8.1.1 Classical Prisoner’s Dilemma

A Classic Game

Figure 8.1: A Classic Game

In the normal prisoner’s dilemma game, we assume that there are two rational problems and that there are only two kinds of strategies. The payoff strategies in order of favorability is also \(T > R > P > S\).

Communication doesn’t matter here and the best thing to do would be to always defect no matter what. Punishing players would result in second-order dilemmas, but it’s effective.

8.1.2 Evolutionary

An Evolutionary Prisoner's Dilemma Game

Figure 8.2: An Evolutionary Prisoner’s Dilemma Game

Like the previous weeks’ lecture mentions, the payoff in this game are the reproductive rates \(r\). If \(r > 1\), then the species grows; if \(r = 1\), then the species remains the same and so on.

The players here are populations and do not make choices.
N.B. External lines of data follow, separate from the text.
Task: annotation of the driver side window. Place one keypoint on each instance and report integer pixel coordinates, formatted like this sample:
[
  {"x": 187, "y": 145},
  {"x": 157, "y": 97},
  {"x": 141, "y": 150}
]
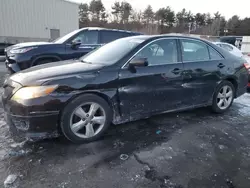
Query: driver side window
[
  {"x": 87, "y": 37},
  {"x": 160, "y": 52}
]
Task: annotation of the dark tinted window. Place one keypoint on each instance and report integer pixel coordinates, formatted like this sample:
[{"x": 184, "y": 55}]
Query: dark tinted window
[
  {"x": 87, "y": 37},
  {"x": 214, "y": 55},
  {"x": 193, "y": 50},
  {"x": 108, "y": 36},
  {"x": 227, "y": 47},
  {"x": 160, "y": 52},
  {"x": 112, "y": 52}
]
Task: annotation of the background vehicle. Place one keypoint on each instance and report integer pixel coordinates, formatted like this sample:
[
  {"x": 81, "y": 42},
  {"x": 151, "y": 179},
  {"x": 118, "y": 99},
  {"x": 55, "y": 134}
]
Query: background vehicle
[
  {"x": 125, "y": 80},
  {"x": 73, "y": 45},
  {"x": 233, "y": 40}
]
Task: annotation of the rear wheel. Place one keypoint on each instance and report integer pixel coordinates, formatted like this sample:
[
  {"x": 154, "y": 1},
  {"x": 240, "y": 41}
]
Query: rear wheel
[
  {"x": 223, "y": 97},
  {"x": 86, "y": 118}
]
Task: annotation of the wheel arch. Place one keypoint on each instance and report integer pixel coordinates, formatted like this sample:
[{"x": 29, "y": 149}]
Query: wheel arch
[{"x": 97, "y": 93}]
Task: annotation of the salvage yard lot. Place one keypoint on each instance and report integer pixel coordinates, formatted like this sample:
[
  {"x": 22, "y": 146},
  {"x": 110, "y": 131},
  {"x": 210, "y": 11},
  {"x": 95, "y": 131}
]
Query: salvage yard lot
[{"x": 194, "y": 149}]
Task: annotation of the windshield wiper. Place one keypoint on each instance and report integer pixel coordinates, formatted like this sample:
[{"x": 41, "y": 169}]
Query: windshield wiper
[{"x": 86, "y": 62}]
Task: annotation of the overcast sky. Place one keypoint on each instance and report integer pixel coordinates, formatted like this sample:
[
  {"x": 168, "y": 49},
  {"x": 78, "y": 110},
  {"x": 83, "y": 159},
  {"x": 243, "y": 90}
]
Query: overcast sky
[{"x": 228, "y": 8}]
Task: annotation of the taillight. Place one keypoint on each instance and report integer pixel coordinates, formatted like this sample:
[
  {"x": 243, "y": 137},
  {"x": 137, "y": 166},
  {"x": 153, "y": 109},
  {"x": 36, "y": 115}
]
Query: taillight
[{"x": 247, "y": 66}]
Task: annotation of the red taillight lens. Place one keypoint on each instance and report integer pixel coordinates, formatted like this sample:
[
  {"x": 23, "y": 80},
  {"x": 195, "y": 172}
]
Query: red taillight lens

Instead, the players’ previous generations did what their parents did.

8.1.3 Correlated Social Structures

Correlated Social Structure

Figure 8.3: Correlated Social Structure

8.1.4 Stag Hunt Game and Battle of the Sexes

Stag Hunt Game

Figure 8.4: Stag Hunt Game

Battle of the Sexes

Figure 8.5: Battle of the Sexes

There are two kinds of Nash equilibria here. Because of this, there’s more uncertainty.

8.2 Coordination Problems

8.2.1 Network Effects

This just states that the value of a product or a service will increase the more people use it.

8.2.2 Solving Coordination Problems

In such scenarios, people’s payoffs are better if and only if the other is better off and whatnot. So, the only way for individuals to maximize their payoffs is to play well with others.
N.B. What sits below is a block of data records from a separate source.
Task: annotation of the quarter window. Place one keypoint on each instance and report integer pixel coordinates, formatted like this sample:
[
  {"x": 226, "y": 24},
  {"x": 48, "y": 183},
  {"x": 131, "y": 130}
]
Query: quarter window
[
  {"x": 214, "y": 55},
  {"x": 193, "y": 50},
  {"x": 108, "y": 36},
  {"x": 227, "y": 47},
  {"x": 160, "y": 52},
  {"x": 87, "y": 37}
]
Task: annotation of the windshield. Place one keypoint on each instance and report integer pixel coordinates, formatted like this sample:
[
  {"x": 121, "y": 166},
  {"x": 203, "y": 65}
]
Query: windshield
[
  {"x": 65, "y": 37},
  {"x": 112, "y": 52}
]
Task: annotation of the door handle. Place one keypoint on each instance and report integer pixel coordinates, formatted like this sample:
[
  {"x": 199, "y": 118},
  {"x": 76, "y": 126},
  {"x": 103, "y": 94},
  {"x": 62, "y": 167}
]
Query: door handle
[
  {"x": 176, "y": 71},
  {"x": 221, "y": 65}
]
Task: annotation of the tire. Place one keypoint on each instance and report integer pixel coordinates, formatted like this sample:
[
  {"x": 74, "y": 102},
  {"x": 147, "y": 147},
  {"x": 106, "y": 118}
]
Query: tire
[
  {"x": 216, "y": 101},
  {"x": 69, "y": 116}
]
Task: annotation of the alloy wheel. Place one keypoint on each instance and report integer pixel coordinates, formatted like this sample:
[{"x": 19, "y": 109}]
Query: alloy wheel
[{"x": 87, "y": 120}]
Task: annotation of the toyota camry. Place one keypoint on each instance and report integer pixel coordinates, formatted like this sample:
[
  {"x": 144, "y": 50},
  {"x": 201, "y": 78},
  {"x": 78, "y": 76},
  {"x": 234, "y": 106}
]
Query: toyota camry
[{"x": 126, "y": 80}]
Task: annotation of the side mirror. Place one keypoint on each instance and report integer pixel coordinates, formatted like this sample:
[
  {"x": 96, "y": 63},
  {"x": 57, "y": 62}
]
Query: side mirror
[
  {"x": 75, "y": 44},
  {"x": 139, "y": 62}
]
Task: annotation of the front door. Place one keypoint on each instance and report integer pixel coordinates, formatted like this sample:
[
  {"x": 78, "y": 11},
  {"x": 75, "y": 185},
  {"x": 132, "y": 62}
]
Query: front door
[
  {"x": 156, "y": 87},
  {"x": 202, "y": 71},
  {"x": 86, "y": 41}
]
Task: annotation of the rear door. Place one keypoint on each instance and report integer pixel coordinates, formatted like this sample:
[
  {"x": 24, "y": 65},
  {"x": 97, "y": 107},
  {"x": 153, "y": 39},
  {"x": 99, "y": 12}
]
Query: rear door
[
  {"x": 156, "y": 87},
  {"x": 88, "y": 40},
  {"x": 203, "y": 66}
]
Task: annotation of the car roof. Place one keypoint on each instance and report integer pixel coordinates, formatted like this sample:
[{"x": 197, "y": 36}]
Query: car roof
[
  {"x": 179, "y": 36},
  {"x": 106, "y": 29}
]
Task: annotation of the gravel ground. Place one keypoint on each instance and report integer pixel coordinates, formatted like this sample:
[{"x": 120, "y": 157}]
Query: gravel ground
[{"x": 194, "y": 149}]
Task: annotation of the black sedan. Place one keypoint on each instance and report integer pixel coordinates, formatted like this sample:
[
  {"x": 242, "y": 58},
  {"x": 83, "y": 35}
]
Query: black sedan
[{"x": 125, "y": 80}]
There are multiple Nash equilibria and because of this, this is a major source of uncertainty.

8.2.2.1 Using Luck

This means that each player has a 50% chance of getting the correct strategy combination. However, this isn’t a great solution as the probability will drop the more people play the game.

8.2.2.2 Rational Calculation

This doesn’t work as all strategies have good outcomes. There is no “good” associated with each of the strategies.

8.2.2.3 Other, Working Solutions

There are a few that prof. Oh lists:

  1. Standardization

    This refers to authorities, but this isn’t always possible.

  2. Conventions

    This is informal, but only works if there’s a common convention that all players follow. It’s because of this that we cannot say which convention is better than others (i.e., cultural relativism).

  3. Communication

    This should work, but only if players share a common language.

One thing to note is that these kinds of problems can also resolve by themselves through evolution. If their decisions wrok, people don’t choose the same strategy and vice versa.